Tuesday, July 20, 2010

The Letters of Sylvia Beach

All week, we’re celebrating Sylvia Beach. Please drop by for a new post—or two--on Beach every day. And then head to your local independent bookstore and buy a copy of The Letters of Sylvia Beach.

Sylvia Beach might have been a James heroine. She might have been, except that she had the gumption to make a life for herself rather than wallow in an early and ill-considered error.

I’ll admit to finding the opening letters in this edition slow going. It was hard to get my mind accustomed to the rhythms of Sylvia Beach’s mind.

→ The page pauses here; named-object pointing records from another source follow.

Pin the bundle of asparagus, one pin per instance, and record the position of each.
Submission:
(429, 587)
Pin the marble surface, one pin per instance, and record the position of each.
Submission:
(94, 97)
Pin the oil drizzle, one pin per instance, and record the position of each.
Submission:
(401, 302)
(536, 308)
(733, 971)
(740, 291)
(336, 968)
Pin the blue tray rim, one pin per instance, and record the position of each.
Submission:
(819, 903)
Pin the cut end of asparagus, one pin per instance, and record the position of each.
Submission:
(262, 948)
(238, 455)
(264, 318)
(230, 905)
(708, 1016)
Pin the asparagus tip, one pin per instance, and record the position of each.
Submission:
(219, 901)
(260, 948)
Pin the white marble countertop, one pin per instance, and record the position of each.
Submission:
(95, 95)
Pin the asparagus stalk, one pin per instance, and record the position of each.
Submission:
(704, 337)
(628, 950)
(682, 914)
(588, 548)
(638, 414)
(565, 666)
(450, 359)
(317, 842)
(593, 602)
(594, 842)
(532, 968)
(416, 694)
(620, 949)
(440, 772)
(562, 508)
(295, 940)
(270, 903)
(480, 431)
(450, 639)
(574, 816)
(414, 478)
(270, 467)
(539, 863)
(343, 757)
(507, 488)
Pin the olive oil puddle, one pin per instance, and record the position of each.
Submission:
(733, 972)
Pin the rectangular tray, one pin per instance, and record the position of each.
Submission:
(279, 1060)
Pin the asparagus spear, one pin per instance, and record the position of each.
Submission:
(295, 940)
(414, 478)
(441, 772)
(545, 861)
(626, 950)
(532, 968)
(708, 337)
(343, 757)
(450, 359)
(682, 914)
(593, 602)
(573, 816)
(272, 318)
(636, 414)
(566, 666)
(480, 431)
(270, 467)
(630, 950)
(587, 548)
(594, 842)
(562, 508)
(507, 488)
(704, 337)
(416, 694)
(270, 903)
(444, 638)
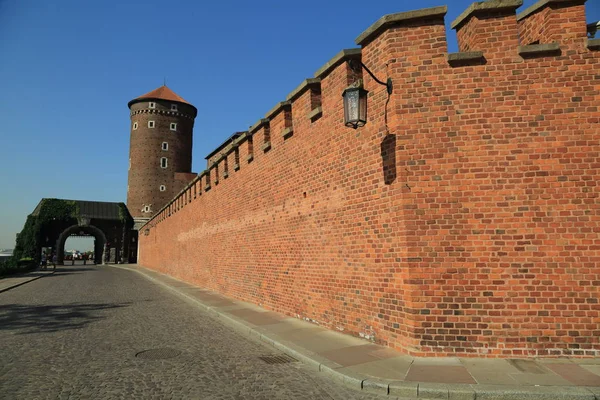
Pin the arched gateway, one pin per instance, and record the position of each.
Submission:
(110, 224)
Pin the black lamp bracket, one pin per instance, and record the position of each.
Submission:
(355, 65)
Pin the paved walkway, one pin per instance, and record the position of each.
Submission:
(98, 332)
(381, 370)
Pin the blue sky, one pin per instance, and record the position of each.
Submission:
(69, 67)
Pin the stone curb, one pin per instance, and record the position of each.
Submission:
(420, 390)
(27, 281)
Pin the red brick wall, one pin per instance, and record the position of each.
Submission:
(469, 225)
(557, 22)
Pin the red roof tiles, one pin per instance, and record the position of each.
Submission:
(163, 93)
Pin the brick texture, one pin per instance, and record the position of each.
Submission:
(463, 219)
(146, 150)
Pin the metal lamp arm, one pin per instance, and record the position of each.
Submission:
(353, 65)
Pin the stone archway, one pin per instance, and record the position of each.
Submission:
(99, 243)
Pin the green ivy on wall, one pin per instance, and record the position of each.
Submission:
(53, 214)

They are the ordinary letters of a confident, happy, privileged young woman. Beach’s family was upper-middle class. Her father was a Presbyterian minister in Princeton, New Jersey. The privilege comes not so much out of money—in fact, though she traveled extensively and seems not to suffer from want, many, many letters express the same kinds of small worries and gratitudes about relatively small sums that will be familiar to anyone who has enough—thank you for the $5 for Christmas; can I possibly borrow $1,000 to start my bookstore?

In the early letters, before the U.S. entered WWI, Beach seems to be constantly making elaborate plans for sending gifts of lace and books, giving effusive thanks for receiving pens and nightgowns.

Even when the war begins and the U.S. enters it and Beach goes to Serbia to volunteer with the Red Cross, there remains a spirit of a schoolgirl on holiday. When she plays with words, giving fake Slavic endings to words, it struck a wrong note to my ear: too silly, too goofy, too much of an in-joke of a family.

But, then, too, you hear the intelligence of a woman who could get Joyce’s multilingual play, the joy in being smart. And she writes explicitly about her frustration with the men who mismanage the Red Cross and her own lack of power as a woman volunteer.

Then, the war ends, she decides to stay in Paris, open a bookstore, and falls in love with Adrienne Monnier and, in the course of a couple pages, she is Sylvia Beach: a professional woman, confident and sure of her life.

Mary Wollstonecraft wrote extensively about how the lack of a profession infantilizes women. Sylvia Beach’s letters demonstrate the blossoming of a girl (born in 1887, she was already 30 when writing those girlish letters in 1917) into a powerful, funny woman, negotiating royalties, worrying about James Joyce’s eyesight, and asking permission to bring someone around to meet Gertrude Stein.

1 comment:

Cynthia Morris said...

Sylvia was kind of goofy. She adored word play and I think it expresses a sense of independence and playfulness.

To me, these traits show a woman who was able to release herself from a very conventional setting - the daughter of a minister - and throw herself into a world she designed for herself.

The Beach family was so interesting. A minister's family who traveled extensively. Two daughters who went into the arts - Sylvia and her sister Cyprian, who became an actress.

Sylvia has been my heroine for almost 20 years because she shrugged off the normal life for a woman at the time - get married, have children, settle down.

Think about how extraordinary it was for a woman to open a bookstore in Paris, far from home, in 1919! Women didn't even have the vote in France at that time!

I digress. I only wanted to say that I see her word play as her abundant creativity and her ability to live outside the bounds of convention. Also, she wasn't much of a writer herself but her word play showed her passion for language.

I also think her letters tend toward the superficial. She's writing one way to her family and another way to her friends, and not really telling all about the struggles she had with her bookstore. She always casts a cheerful light on things, to prevent others from worrying about her, which I am sure they did anyway.

Thanks for the post and the opportunity to go on about my heroine!